The group has posted the following report of the meeting.
Explore announced that it is terminating its commuter service between Auckland and Waiheke. People in Waiheke are sorry to lose the benefits of competition. However, the other side of competition is that, while consumers generally win, some producers sometimes lose.
We met with Councillor Mike Lee to discuss the perception in the community that the Explore service was hobbled by AT. The organization refutes that charge. We also discussed our ongoing frustration with AT's lack of action on the Matiatia parking crisis. We followed up our meeting with this letter:
There is a widespread view in the community of Waiheke that the demise of the Explore service was a direct result of a failure by AT to provide a level playing field. We note that Explore, while having expressed some concerns about AT’s apparent inertia in some areas, stated that the main reason for the failure of their service was insufficient commuter patronage to ensure commercial viability.
Thank you for providing a copy of the detailed explanations from AT.

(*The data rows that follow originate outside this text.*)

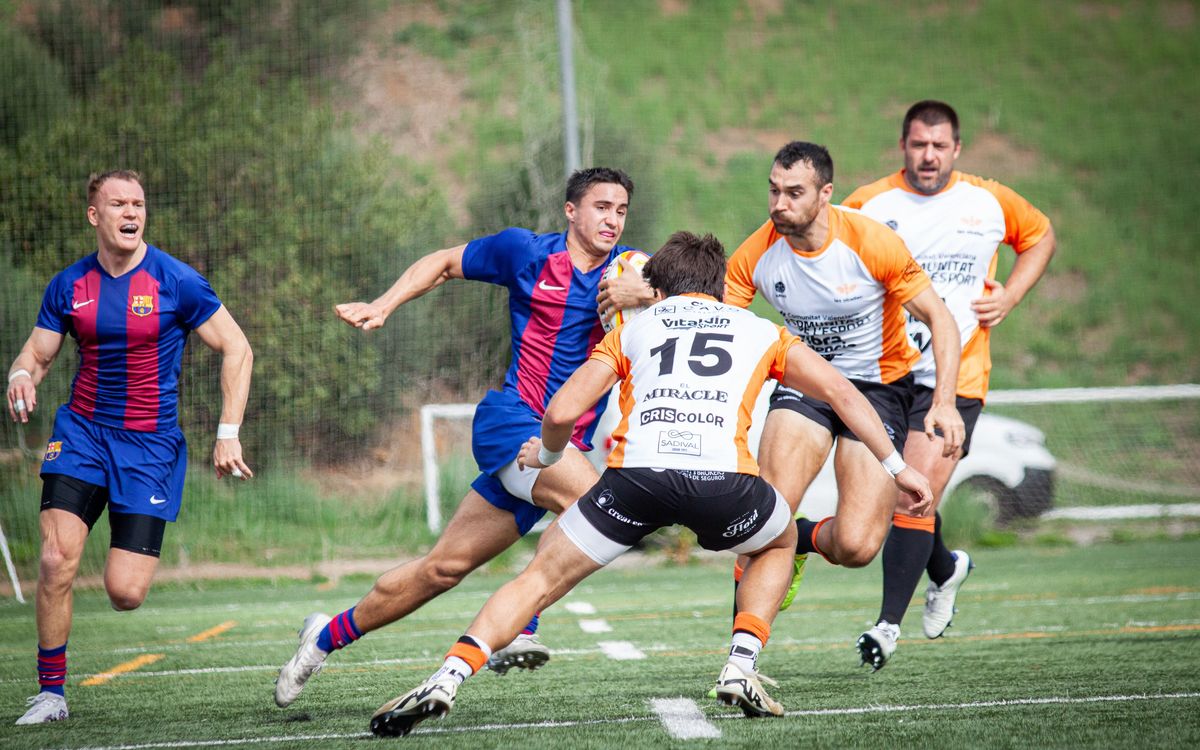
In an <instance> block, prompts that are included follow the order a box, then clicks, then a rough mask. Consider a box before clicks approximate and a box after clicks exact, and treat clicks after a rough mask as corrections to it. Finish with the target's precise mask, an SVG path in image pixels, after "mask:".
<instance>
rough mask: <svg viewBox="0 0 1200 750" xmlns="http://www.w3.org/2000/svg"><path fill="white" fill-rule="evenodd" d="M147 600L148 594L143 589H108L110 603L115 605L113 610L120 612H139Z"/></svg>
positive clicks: (112, 586) (110, 587) (114, 588)
mask: <svg viewBox="0 0 1200 750" xmlns="http://www.w3.org/2000/svg"><path fill="white" fill-rule="evenodd" d="M145 599H146V592H145V589H143V588H131V587H115V586H110V587H108V602H109V604H110V605H113V608H114V610H116V611H118V612H128V611H130V610H137V608H138V607H140V606H142V602H143V601H145Z"/></svg>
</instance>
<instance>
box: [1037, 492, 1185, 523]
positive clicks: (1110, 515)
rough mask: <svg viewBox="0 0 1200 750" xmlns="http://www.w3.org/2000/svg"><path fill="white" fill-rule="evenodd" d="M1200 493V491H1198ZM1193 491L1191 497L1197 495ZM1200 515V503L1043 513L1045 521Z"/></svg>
mask: <svg viewBox="0 0 1200 750" xmlns="http://www.w3.org/2000/svg"><path fill="white" fill-rule="evenodd" d="M1198 493H1200V492H1198ZM1195 494H1196V493H1193V494H1192V496H1189V497H1195ZM1168 516H1169V517H1188V518H1194V517H1196V516H1200V503H1166V504H1156V503H1148V504H1146V505H1100V506H1080V508H1056V509H1055V510H1048V511H1046V512H1044V514H1042V520H1043V521H1058V520H1066V521H1121V520H1126V518H1163V517H1168Z"/></svg>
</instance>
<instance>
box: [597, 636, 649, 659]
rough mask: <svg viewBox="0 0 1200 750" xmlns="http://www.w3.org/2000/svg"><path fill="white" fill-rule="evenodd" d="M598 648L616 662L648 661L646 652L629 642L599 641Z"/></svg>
mask: <svg viewBox="0 0 1200 750" xmlns="http://www.w3.org/2000/svg"><path fill="white" fill-rule="evenodd" d="M596 646H599V647H600V650H602V652H604V655H605V656H607V658H610V659H613V660H616V661H632V660H636V659H646V652H643V650H642V649H640V648H637V647H636V646H634V644H632V643H630V642H629V641H598V642H596Z"/></svg>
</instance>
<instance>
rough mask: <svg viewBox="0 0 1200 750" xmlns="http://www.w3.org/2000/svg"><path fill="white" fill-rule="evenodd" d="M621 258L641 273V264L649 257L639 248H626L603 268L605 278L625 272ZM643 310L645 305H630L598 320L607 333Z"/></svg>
mask: <svg viewBox="0 0 1200 750" xmlns="http://www.w3.org/2000/svg"><path fill="white" fill-rule="evenodd" d="M622 258H624V259H625V260H628V262H629V263H631V264H632V265H634V269H635V270H636V271H637V272H638V275H641V272H642V266H644V265H646V262H647V260H649V259H650V257H649V256H648V254H646V253H643V252H642V251H640V250H626V251H625V252H623V253H620V254H619V256H617V257H616V258H613V259H612V262H611V263H608V268H606V269H605V270H604V278H605V280H607V281H612V280H614V278H617V277H618V276H620V275H622V274H624V272H625V266H623V265H622V264H620V259H622ZM643 310H646V307H630V308H629V310H618V311H617V312H614V313H613V314H612V317H611V318H608V319H607V320H605V319H604V318H600V322H601V323H602V324H604V331H605V332H606V334H607V332H608V331H611V330H613V329H616V328H618V326H619V325H622V324H624V323H629V320H630V318H632V317H634V316H636V314H637V313H640V312H642V311H643Z"/></svg>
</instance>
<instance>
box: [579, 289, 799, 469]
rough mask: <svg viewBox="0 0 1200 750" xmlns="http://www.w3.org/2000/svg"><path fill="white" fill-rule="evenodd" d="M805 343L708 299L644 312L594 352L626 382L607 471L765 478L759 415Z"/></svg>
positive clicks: (594, 359)
mask: <svg viewBox="0 0 1200 750" xmlns="http://www.w3.org/2000/svg"><path fill="white" fill-rule="evenodd" d="M797 343H799V342H798V340H797V338H796V336H793V335H791V334H788V332H787V331H785V330H784V329H782V328H780V326H778V325H775V324H774V323H772V322H770V320H764V319H763V318H760V317H758V316H756V314H754V313H752V312H750V311H748V310H742V308H739V307H734V306H732V305H725V304H722V302H719V301H716V300H715V299H713V298H712V296H708V295H702V294H684V295H678V296H671V298H667V299H665V300H662V301H661V302H658V304H656V305H654V306H652V307H649V308H648V310H646V311H643V312H640V313H638V314H637V317H636V318H634V319H632V320H630V322H629V323H626V324H624V325H622V326H620V328H618V329H616V330H613V331H611V332H610V334H608V335H607V336H605V337H604V340H602V341H601V342H600V343H599V344H596V348H595V349H594V350H593V352H592V359H594V360H598V361H601V362H604V364H606V365H608V366H610V367H612V368H613V371H616V373H617V376H618V377H619V378H620V379H622V382H620V389H619V397H618V402H617V407H618V409H619V410H620V421H619V422H618V424H617V428H616V430H614V431H613V433H612V437H613V440H614V442H616V445H614V446H613V449H612V452H610V454H608V466H610V467H612V468H616V469H620V468H653V469H700V470H713V472H736V473H738V474H750V475H754V476H757V475H758V463H757V462H756V461H755V458H754V456H752V455H751V454H750V449H749V445H748V434H749V431H750V418H751V413H752V412H754V406H755V401H756V400H757V398H758V392H760V391H761V390H762V386H763V383H766V382H767V380H768V379H770V378H774V379H776V380H778V379H780V378H782V377H784V372H785V365H786V361H787V350H788V349H790V348H791V347H792V346H793V344H797ZM610 408H611V406H610Z"/></svg>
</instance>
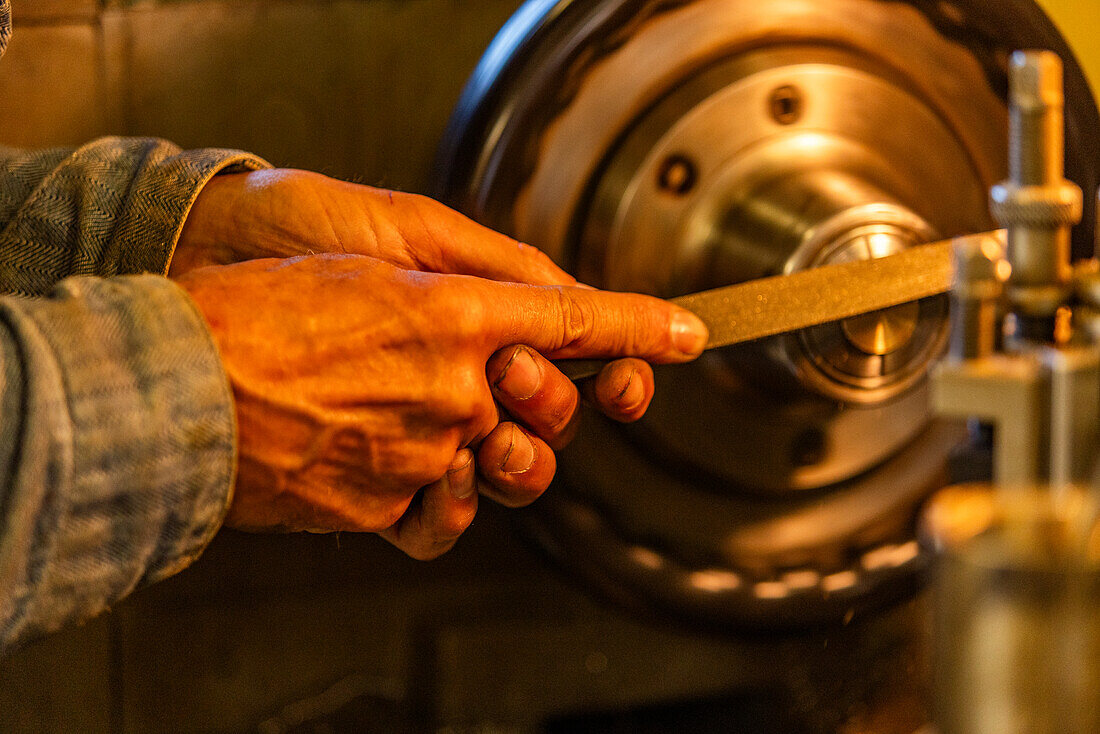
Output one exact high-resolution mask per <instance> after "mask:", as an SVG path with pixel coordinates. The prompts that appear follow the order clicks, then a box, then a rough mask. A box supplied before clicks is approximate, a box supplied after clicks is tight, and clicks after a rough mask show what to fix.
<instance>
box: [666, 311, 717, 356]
mask: <svg viewBox="0 0 1100 734" xmlns="http://www.w3.org/2000/svg"><path fill="white" fill-rule="evenodd" d="M669 331H670V332H671V335H672V346H673V347H675V348H676V349H678V350H680V351H681V352H682V353H683V354H685V355H687V357H697V355H698V354H701V353H702V352H703V349H704V348H705V347H706V340H707V337H708V335H707V331H706V325H705V324H703V322H702V321H701V320H698V317H697V316H695V315H694V314H692V313H691V311H684V310H681V311H676V313H675V314H674V315H673V316H672V324H671V326H670V328H669Z"/></svg>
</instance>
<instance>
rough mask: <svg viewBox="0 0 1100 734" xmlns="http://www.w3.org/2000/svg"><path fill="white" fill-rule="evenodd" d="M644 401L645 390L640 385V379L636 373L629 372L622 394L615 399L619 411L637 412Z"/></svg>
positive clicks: (639, 377) (643, 387)
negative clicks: (621, 410) (629, 372)
mask: <svg viewBox="0 0 1100 734" xmlns="http://www.w3.org/2000/svg"><path fill="white" fill-rule="evenodd" d="M645 399H646V388H645V387H643V386H642V384H641V379H640V377H639V376H638V373H637V371H635V372H631V373H630V377H629V380H627V383H626V387H624V388H623V392H621V393H619V394H618V397H617V398H616V402H617V403H618V405H619V409H620V410H623V412H624V413H631V412H634V410H637V409H638V407H639V406H640V405H641V402H642V401H645Z"/></svg>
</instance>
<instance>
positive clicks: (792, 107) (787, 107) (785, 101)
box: [770, 85, 804, 124]
mask: <svg viewBox="0 0 1100 734" xmlns="http://www.w3.org/2000/svg"><path fill="white" fill-rule="evenodd" d="M770 105H771V118H772V119H773V120H774V121H775V122H778V123H779V124H794V123H795V122H798V121H799V120H801V119H802V111H803V108H804V101H803V98H802V90H801V89H799V88H798V87H795V86H793V85H783V86H782V87H778V88H777V89H775V90H774V91H772V92H771V100H770Z"/></svg>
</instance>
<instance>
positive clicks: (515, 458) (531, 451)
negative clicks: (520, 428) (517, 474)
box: [500, 426, 535, 474]
mask: <svg viewBox="0 0 1100 734" xmlns="http://www.w3.org/2000/svg"><path fill="white" fill-rule="evenodd" d="M533 463H535V445H533V443H531V439H529V438H527V434H525V432H524V431H522V430H520V429H519V428H518V427H516V426H513V427H511V446H509V447H508V452H507V453H506V454H504V462H503V463H502V464H500V469H503V470H504V473H505V474H522V473H524V472H525V471H527V470H528V469H530V468H531V465H532V464H533Z"/></svg>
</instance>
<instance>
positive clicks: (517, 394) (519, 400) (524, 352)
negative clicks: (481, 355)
mask: <svg viewBox="0 0 1100 734" xmlns="http://www.w3.org/2000/svg"><path fill="white" fill-rule="evenodd" d="M541 382H542V373H541V371H540V370H539V365H538V364H536V363H535V359H533V358H532V357H531V353H530V352H529V351H528V350H527V349H525V348H522V347H517V348H516V351H515V352H513V353H511V359H510V360H508V363H507V364H506V365H504V372H503V373H502V374H500V376H499V377H498V379H497V381H496V386H497V388H499V390H500V392H503V393H504V394H505V395H507V396H508V397H511V398H513V399H517V401H526V399H527V398H529V397H530V396H531V395H533V394H535V393H536V392H537V391H538V388H539V384H540V383H541Z"/></svg>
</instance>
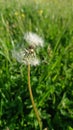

While we accept that there was no impropriety or a deliberate attempt to tilt the playing field, it is obvious that AT was constrained by legacy contractual arrangements and wharf design and maintenance issues. It is clear to us that a degree of institutional inertia was also a significant contributing factor .
We believe that it is important to review, de novo, AT’s role in managing the wharves – built and maintained with ferry users taxes – to ensure that any future entrants do not face the same frustrations that are said to have contributed to Explore’s demise.
In our view, the over-riding principle is that pier slots should be allocated competitively and transparently. Any earlier contracts that prevent that from happening should be renegotiated as a matter of priority. Any future new entrants should not be merely tolerated and made to jump through hoops; they should be actively supported as a matter of public policy. The Ferry Users Group is available to assist with the development of such a framework, should Council agree to adopt it.
The second issue that we raised with you is the ongoing failure of AT to provide adequate parking facilities in Matiatia.
The promises made by AT in April 2015 to implement some minor changes to create 11 new car parking spaces have not resulted in any changes, one year later. That is why Explore’s claims of inertia on AT’s part resonate with us. In a letter received in August 2015, an AT senior manager said: “AT has no plans to significantly increase parking supply at Matiatia”. It could not be more clear. The current parking situation in Matiatia is in crisis and will continue to deteriorate, until Council as a whole assumes responsibility for providing for the needs of the Waiheke community.
The Ferry Users of Waiheke are not asking for free parking. We just want Council to use its ample land holdings in the Matiatia area to provide a well-designed and operated parking service with adequate capacity. If AT is unwilling to provide such a service, we urge Council to consider the option of leasing the public land to private sector parking service operators.
We need a realistic increase in parking capacity, be it in the form of suitably serviced and located park-and-ride facilities, improved facilities for free parking (as in Owhanake) and increased capacity in the other paid Matiatia car parks – or a combination of these solutions. The Ferry Users Group continues to be available to work with AT and/or other Council organisations towards the earliest possible achievement of these improvements.
We thanked Councillor Lee for listening to us. We will keep our members informed of developments.
It is also sad for Waiheke that the most pressing situation faced by islanders, the lack of parking at Matiatia, has not been resolved by Mike Lee, Auckland Council, Auckland Transport or this Waiheke Local Board. The situation there that will only get worse if Lee and this Board remain in control because both lack the political will to take action. This can be seen in the local board’s use of ratepayers money to pay its crony supporters on ‘Direction Matiatia’, a lobby group with no experience in transport planning, to produce yet another ‘plan’ to add to the numerous plans for Matiatia already gathering dust on the shelves of Auckland Transport.
There is an opportunity to rid Waiheke of both in October. Waiheke has only itself to blame if it elects the same do-nothing, inept politicians in October.